こういった社長は、様々なところで同じような話を繰り返し行う中で、自らがかっこよく見えるウケの良い言葉だけが残り、もはやウソをウソと思わなくなっている。完全に自分の思い込みの世界の中に生きており、業界の標準的な数字などには目もくれず、うぬぼれが強いため、他人(特に社員)の意見には耳もかさずに突っ走る。こうした社長のもとで、「社員が一番大切!」などと言われながら仕事を続け、外部と隔離されて、ろくな教育も受けずに、目が覚めたときは転職できない状況になっている方々は私の知る限りでも決して少なくない。

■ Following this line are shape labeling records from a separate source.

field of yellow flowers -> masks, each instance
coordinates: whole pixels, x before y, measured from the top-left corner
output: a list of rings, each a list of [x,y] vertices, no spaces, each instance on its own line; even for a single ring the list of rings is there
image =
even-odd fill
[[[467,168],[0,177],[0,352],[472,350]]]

是非、皆さんがこうならないように、自分自身の物差しを持ち、「実際の企業数値とのギャップ」と「社長自身の時間の使い方のギャップ」に目を向けていただきたい。
言行の不一致を見れば、もしかしたら彼氏(彼女)のウソも見抜けるかもしれない。

文責:横原 大

2015/05/18

社長の悪意の見抜き方(その2:質問方法)

前回の記事で「社長の悪意の見抜き方」のポイントをお伝えしたが、今回はどのようにそれを見出す(聞き出す)のか、その点をお伝えする。

まず本題の質問方法に入る前にその心構えをお伝えしたい。とにもかくにも頭の片隅に置いていただきたいことは、「企業の社長は決してすべての人が人格者ではない」ということである。当然中にはとっても優れた人物もあり、尊敬できる方々もいることは確かであるが、その存在確率は一般の人物のそれとほとんど同じではないだろうか。本旨とは関係ないが、彼らのもっとも大きな違いは「実行したか、しないか」と「結果を出したか、出していないか」だと私は考えている。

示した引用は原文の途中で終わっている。